To map the connections between neurons and control them, Lowell's team is also using viral vectors to deliver genes to cells. Researchers introduce a deactivated, noninfectious version of the virus, known as a viral vector, into a selected nerve cell of the mouse's brain. The virus is engineered to allow it to enter cells and inject them with genetic code. The illness-causing genes have been removed from the virus, so it only inserts the genes they have been engineered to deliver. The genes then produce proteins that allow the nerve cells to be manipulated.
Following implantation of the new genes, the nerve cells are normal until they are activated by the investigator. Researchers can "turn on" the neuron by stimulating it with either light, a method called optogenetics, or with chemicals, a technique known as DREADDs (Designer Receptor Exclusively Activated by Designer Drug). In optogenetics, light is delivered to the nerve cell by implanting a fiber-optic cable into the brain and attaching the other end to a laser. When the light is presented to an identified feeding neuron in the brain of a mouse, that mouse will be instantly stimulated to start eating. With the DREADDs approach, the designer drug used to activate the receptor is a normally innocuous chemical that has no effect on animals that have not been injected with the viral vector.

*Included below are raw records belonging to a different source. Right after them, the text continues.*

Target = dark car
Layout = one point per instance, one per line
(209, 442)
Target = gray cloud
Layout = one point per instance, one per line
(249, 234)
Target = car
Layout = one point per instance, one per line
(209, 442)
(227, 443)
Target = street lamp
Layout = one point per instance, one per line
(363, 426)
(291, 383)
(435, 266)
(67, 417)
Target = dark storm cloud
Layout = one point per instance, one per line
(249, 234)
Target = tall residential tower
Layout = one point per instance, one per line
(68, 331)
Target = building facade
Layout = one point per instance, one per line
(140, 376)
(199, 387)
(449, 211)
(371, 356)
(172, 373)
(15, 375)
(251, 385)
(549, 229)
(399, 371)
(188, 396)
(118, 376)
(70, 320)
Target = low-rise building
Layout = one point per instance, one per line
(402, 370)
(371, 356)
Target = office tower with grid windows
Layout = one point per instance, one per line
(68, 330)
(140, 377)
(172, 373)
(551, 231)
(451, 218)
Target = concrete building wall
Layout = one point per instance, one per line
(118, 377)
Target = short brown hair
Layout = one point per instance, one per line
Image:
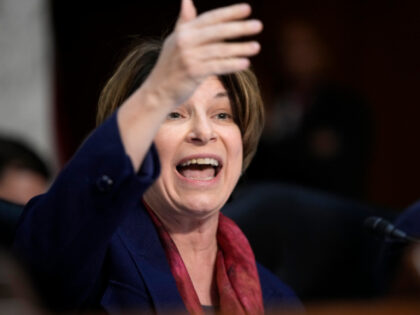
(242, 88)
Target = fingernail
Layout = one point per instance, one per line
(245, 7)
(256, 46)
(255, 24)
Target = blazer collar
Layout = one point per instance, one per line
(142, 240)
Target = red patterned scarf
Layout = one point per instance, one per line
(236, 271)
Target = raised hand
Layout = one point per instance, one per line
(197, 48)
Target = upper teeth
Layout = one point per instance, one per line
(205, 161)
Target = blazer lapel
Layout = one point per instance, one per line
(141, 239)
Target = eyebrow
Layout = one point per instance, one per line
(221, 94)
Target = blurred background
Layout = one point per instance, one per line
(340, 82)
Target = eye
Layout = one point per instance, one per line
(174, 115)
(224, 116)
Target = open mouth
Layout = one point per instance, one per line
(204, 169)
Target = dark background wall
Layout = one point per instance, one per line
(375, 45)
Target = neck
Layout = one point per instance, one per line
(196, 241)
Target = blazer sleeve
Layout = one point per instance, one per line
(63, 235)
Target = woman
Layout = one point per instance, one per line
(102, 238)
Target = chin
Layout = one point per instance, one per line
(200, 205)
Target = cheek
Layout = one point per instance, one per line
(165, 146)
(236, 150)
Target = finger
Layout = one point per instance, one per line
(187, 13)
(228, 50)
(225, 31)
(229, 13)
(224, 66)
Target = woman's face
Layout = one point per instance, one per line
(200, 150)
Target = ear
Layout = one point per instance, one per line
(187, 13)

But once the designer drug is administered, animals who have had the DREADDs implanted into their brain can be driven to eat, sleep, or perform other behaviors, depending on which DREADD has been injected and in what site of the brain.

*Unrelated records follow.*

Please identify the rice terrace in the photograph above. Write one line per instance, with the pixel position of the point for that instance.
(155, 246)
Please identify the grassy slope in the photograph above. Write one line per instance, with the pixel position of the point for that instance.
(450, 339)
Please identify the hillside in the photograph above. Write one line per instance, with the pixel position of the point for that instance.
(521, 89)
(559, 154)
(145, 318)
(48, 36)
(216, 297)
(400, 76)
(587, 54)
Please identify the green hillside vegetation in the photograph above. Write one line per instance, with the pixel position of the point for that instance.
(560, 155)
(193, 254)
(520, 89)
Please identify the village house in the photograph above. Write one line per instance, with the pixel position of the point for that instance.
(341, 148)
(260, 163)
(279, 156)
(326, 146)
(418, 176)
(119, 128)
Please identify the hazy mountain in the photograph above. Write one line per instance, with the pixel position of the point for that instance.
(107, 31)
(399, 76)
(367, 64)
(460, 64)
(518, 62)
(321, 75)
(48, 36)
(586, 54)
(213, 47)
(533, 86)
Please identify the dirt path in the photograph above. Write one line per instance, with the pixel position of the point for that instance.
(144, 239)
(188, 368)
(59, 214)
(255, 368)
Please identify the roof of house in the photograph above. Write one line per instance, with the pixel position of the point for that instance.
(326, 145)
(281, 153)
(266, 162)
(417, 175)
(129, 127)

While Lowell is using the technology to map the connections in the brain, the technique also has clinical possibilities. "It turns out that viral vectors are an extremely good way to implant new genes into cells in the brain," says Saper, who is hoping to use this technology to control the debilitating symptoms of the world's most complex neurological conditions. "It is an incredible way to manipulate the brain."
Bridging the gap between animal models and human clinical trials is a challenge. "We know it works," Saper says, adding that philanthropic support is essential to take the research to the next level. "It's not like we would have to come up with any new technology here; we use these viral vectors and DREADDs every day in our labs. The next step is just to apply the proven methods to yet another species-which just happens to be us." With further knowledge of how the brain is wired and where to focus treatment, this technology could have profound implications for how we target the sudden onset of epilepsy or the debilitating effects of PD and eating disorders, among a host of other neurological and psychiatric diseases. "You have to have people who have the technologies," Saper says. "You have to have people with vision about how to apply them, and they all have to be in the same place working together in order to do that. I think we are uniquely situated to carry this forward."